Member of Parliament, Lok Sabha
- In office 1991–1991
- Preceded by: Bojja Venkata Reddy
- Succeeded by: P. V. Narasimha Rao
- Constituency: Nandyal, Andhra Pradesh

Member of Legislative Assembly Andhra Pradesh
- In office 2004–2009
- Preceded by: Shobha Nagi Reddy
- Succeeded by: Shobha Nagi Reddy
- Constituency: Allagadda
- In office 1985–1989
- Preceded by: Somula Venkat Subba Reddy
- Succeeded by: Bhuma Sekhara Reddy
- Constituency: Allagadda
- In office 1980–1983
- Preceded by: Gangula Thimma Reddy
- Succeeded by: Somula Venkat Subba Reddy
- Constituency: Allagadda

Personal details
- Born: 1 July 1950 (age 75) Yeragudidinne, Kurnool District, Madras State (present-day Andhra Pradesh)
- Party: Indian National Congress (1980 - 2017)
- Other political affiliations: Bharatiya Janata Party (2019- present),Telugu Desam Party (2017-2019)
- Spouse: Chandralekha
- Children: Gangula Phani Krishna Reddy Gangula Bharath Reddy
- Parent: Gangula Thimma Reddy (father);

= G. Prathap Reddy =

Indian politician

Gangula Prathapa Reddy is an Indian politician.
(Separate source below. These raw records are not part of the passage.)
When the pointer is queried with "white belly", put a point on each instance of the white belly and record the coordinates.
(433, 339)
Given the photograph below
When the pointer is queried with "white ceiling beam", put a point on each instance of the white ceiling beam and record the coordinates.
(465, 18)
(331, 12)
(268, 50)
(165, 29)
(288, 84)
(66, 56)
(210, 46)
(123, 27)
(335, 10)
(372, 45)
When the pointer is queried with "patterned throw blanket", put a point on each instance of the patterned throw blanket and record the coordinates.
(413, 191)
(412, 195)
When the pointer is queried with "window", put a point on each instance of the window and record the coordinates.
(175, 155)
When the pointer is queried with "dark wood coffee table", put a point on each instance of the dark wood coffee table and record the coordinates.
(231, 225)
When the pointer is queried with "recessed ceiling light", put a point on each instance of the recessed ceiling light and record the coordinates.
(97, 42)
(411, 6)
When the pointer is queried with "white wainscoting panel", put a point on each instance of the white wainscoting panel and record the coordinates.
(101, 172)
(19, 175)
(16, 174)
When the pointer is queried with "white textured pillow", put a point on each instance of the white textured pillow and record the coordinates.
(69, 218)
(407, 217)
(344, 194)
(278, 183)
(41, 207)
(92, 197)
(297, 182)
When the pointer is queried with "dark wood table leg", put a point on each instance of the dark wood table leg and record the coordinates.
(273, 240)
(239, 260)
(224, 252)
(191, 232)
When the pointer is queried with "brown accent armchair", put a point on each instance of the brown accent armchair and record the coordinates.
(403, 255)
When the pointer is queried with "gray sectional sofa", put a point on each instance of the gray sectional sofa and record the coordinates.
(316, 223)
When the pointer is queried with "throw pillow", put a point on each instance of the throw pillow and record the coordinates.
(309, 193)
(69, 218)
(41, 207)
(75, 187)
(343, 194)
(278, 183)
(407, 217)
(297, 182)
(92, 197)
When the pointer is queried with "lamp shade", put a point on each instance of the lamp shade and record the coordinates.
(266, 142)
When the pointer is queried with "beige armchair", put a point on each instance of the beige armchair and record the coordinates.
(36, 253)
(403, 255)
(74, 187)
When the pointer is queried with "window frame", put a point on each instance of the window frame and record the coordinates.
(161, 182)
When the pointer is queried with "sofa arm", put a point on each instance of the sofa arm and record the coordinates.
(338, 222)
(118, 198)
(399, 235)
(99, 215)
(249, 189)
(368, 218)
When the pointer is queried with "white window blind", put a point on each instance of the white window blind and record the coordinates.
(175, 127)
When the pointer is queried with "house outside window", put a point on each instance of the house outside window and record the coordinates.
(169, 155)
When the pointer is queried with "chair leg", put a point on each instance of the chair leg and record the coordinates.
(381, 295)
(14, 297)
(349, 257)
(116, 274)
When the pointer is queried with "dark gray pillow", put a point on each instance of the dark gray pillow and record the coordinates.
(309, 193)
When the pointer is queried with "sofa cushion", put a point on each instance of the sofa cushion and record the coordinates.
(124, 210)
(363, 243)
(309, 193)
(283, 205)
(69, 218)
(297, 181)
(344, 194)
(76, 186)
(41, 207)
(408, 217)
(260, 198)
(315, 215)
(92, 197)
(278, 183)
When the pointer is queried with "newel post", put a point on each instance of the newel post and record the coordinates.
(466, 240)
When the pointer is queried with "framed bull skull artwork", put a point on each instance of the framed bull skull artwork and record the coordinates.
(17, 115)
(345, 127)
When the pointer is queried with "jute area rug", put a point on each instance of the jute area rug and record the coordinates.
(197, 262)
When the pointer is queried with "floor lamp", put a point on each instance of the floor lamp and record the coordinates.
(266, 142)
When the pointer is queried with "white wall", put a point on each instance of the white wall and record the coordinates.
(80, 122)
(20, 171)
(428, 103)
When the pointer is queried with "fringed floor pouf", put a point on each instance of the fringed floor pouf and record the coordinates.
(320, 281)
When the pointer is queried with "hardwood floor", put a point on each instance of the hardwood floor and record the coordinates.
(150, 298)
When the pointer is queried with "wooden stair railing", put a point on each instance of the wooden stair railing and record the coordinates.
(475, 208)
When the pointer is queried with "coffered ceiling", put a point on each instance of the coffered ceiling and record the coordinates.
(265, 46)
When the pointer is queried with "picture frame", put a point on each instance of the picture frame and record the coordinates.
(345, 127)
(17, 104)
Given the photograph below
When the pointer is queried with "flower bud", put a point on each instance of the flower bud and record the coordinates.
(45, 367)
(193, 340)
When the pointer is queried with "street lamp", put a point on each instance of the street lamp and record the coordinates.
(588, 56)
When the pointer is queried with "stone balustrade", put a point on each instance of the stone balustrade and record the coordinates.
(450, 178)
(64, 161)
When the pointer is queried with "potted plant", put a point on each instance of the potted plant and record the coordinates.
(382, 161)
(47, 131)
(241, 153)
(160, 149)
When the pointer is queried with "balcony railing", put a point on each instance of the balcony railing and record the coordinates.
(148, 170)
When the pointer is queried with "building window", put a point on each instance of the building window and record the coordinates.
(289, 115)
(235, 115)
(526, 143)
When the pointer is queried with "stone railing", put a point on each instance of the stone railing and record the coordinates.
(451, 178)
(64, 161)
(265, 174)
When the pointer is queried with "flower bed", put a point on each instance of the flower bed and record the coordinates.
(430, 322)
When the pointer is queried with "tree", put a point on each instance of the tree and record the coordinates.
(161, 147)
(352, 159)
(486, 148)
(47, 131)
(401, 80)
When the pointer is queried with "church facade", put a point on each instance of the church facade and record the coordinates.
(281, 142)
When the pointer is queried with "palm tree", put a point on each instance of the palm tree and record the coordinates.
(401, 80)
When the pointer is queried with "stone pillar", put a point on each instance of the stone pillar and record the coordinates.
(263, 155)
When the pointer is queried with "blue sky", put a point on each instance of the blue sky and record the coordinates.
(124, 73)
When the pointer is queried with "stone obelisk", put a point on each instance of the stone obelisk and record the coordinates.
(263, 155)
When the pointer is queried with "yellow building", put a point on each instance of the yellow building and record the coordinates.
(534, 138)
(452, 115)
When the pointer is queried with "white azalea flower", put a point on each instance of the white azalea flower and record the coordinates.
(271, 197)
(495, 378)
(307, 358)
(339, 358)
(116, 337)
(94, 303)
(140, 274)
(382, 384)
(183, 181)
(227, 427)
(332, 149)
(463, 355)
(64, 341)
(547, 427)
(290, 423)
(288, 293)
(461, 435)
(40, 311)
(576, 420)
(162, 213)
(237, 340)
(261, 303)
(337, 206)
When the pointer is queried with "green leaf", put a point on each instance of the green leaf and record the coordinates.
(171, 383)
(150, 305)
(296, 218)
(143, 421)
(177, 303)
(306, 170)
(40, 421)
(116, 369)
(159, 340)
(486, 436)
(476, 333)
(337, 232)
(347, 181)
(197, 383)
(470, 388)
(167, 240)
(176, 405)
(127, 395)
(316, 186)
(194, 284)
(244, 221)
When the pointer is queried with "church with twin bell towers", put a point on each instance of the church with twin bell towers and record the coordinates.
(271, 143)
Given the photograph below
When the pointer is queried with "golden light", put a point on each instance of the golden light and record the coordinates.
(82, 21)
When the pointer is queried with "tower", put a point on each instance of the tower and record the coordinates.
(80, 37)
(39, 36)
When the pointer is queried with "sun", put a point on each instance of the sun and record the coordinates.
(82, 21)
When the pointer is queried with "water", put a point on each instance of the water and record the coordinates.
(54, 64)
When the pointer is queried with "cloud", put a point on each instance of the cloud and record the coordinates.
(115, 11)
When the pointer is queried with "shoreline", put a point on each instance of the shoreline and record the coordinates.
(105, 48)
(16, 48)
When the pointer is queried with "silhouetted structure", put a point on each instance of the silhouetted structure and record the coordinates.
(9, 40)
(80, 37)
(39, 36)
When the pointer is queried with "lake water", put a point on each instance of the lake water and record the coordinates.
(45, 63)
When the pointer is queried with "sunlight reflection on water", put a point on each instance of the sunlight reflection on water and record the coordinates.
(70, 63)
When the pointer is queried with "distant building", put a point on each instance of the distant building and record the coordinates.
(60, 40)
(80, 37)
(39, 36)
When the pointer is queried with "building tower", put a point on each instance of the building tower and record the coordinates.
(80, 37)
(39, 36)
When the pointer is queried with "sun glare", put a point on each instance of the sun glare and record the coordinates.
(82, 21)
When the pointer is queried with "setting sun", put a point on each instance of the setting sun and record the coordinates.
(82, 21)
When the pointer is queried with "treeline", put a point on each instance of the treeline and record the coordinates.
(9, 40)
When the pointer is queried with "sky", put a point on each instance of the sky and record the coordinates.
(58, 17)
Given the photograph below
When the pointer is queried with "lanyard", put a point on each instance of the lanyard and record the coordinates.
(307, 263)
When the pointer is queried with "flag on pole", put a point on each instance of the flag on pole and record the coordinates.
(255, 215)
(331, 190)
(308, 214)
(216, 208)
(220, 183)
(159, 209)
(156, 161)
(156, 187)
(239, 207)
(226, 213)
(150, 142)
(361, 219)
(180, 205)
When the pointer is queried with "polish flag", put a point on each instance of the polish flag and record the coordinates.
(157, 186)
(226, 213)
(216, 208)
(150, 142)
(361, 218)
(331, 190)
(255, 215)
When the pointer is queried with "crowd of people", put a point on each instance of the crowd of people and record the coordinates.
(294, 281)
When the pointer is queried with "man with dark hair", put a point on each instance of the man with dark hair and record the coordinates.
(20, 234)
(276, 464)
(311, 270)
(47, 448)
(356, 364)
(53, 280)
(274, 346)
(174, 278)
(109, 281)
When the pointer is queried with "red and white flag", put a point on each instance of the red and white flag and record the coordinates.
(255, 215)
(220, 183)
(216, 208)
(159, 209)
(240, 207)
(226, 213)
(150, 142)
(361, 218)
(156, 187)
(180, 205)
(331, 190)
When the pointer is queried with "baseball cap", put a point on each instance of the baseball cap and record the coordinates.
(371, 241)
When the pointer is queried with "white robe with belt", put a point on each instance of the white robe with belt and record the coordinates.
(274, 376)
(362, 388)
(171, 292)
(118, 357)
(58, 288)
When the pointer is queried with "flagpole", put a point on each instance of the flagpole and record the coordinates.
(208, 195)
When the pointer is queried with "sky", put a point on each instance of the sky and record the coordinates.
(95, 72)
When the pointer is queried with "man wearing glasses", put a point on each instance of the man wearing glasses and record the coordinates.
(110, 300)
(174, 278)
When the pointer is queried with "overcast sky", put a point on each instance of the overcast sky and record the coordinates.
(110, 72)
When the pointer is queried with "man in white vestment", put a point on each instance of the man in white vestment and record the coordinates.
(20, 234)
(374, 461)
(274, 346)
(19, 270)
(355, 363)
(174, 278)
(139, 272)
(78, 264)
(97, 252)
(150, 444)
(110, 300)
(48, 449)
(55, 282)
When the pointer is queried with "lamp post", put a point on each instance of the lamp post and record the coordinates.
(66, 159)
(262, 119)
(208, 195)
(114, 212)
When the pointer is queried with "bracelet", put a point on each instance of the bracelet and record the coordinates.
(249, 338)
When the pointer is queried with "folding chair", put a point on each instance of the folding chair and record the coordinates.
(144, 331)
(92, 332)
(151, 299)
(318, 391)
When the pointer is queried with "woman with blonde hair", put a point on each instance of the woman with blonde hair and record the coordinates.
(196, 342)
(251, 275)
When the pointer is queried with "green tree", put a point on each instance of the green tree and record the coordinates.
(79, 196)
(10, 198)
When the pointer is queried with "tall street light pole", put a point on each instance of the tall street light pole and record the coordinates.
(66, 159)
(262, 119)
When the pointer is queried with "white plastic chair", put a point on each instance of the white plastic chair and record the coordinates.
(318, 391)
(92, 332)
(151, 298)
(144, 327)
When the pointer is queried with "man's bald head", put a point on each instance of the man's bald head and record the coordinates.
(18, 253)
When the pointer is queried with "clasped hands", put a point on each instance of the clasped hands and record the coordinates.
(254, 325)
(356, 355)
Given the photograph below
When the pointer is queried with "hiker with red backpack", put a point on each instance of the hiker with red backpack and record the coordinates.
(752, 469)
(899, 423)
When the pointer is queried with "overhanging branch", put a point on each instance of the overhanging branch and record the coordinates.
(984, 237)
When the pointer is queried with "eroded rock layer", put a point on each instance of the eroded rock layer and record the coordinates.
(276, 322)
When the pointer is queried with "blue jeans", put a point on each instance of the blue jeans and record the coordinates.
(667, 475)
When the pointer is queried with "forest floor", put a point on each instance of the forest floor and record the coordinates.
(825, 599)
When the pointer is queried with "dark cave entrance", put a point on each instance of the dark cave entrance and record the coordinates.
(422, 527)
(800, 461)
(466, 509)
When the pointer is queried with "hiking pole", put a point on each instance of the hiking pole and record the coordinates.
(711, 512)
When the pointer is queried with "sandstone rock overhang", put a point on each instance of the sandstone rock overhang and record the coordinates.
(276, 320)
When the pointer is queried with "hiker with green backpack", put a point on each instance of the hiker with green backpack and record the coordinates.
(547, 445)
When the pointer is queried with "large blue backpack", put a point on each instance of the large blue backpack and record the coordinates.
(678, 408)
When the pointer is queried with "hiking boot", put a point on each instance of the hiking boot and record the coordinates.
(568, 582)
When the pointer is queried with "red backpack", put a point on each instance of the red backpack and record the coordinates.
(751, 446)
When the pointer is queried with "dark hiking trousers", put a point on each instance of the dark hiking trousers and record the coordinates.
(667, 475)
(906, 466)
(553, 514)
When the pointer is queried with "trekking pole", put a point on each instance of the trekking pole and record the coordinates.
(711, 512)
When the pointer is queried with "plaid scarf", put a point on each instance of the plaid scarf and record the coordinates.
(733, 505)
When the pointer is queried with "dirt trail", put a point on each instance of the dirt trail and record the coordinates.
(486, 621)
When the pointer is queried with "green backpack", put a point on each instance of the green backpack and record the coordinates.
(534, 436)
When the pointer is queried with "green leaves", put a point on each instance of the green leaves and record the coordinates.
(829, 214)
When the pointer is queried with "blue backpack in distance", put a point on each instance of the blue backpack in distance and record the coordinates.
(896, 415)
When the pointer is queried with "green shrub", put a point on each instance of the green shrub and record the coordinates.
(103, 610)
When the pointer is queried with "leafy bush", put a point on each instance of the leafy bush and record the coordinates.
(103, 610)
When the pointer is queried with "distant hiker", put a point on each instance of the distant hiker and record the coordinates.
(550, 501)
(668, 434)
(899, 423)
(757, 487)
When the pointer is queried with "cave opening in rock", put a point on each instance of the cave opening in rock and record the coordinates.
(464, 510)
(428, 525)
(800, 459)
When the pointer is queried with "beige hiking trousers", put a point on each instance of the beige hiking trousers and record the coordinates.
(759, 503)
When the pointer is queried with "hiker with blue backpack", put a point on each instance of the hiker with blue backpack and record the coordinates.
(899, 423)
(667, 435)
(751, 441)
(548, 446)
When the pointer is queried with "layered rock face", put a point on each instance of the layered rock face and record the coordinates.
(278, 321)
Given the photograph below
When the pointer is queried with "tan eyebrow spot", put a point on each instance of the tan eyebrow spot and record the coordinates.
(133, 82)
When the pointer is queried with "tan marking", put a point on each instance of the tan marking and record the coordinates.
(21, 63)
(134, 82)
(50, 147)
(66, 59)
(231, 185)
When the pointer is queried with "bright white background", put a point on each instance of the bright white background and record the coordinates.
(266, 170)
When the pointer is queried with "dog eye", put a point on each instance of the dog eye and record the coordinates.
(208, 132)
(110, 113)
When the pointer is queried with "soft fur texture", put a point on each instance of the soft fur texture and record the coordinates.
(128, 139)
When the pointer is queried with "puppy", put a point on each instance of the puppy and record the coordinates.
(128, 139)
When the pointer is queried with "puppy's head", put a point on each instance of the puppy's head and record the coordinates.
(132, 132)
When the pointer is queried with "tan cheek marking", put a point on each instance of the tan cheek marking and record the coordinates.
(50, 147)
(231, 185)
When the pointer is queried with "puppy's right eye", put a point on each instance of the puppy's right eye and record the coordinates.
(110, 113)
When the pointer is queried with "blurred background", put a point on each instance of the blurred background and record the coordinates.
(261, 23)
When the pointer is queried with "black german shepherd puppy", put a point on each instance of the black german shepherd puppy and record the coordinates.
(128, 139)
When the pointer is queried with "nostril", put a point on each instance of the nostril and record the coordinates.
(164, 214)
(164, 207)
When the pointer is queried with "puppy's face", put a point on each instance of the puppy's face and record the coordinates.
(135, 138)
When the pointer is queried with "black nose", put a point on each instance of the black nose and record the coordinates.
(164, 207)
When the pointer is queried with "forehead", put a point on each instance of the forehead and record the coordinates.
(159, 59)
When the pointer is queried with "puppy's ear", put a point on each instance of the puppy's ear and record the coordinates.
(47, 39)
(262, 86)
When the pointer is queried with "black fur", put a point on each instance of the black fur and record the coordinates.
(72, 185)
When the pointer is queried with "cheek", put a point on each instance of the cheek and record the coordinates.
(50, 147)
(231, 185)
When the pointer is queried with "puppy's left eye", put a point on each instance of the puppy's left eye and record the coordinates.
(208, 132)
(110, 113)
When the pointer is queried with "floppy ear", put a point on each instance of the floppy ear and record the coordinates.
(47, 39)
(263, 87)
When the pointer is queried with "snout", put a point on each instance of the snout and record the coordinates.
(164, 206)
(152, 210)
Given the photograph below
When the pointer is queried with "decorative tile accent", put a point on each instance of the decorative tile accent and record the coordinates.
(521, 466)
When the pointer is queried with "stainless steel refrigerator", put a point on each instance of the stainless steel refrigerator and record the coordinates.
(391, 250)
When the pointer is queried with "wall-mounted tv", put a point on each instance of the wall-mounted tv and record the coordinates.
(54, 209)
He was elected to the Lok Sabha, the lower house of the Parliament of India from Nandyal in Andhra Pradesh as a member of the Indian National Congress in 1991. But he resigned the seat to enable the then Prime Minister P. V. Narasimha Rao to contest a by election and get elected to parliament. He joined the Bharatiya Janata Party in 2019.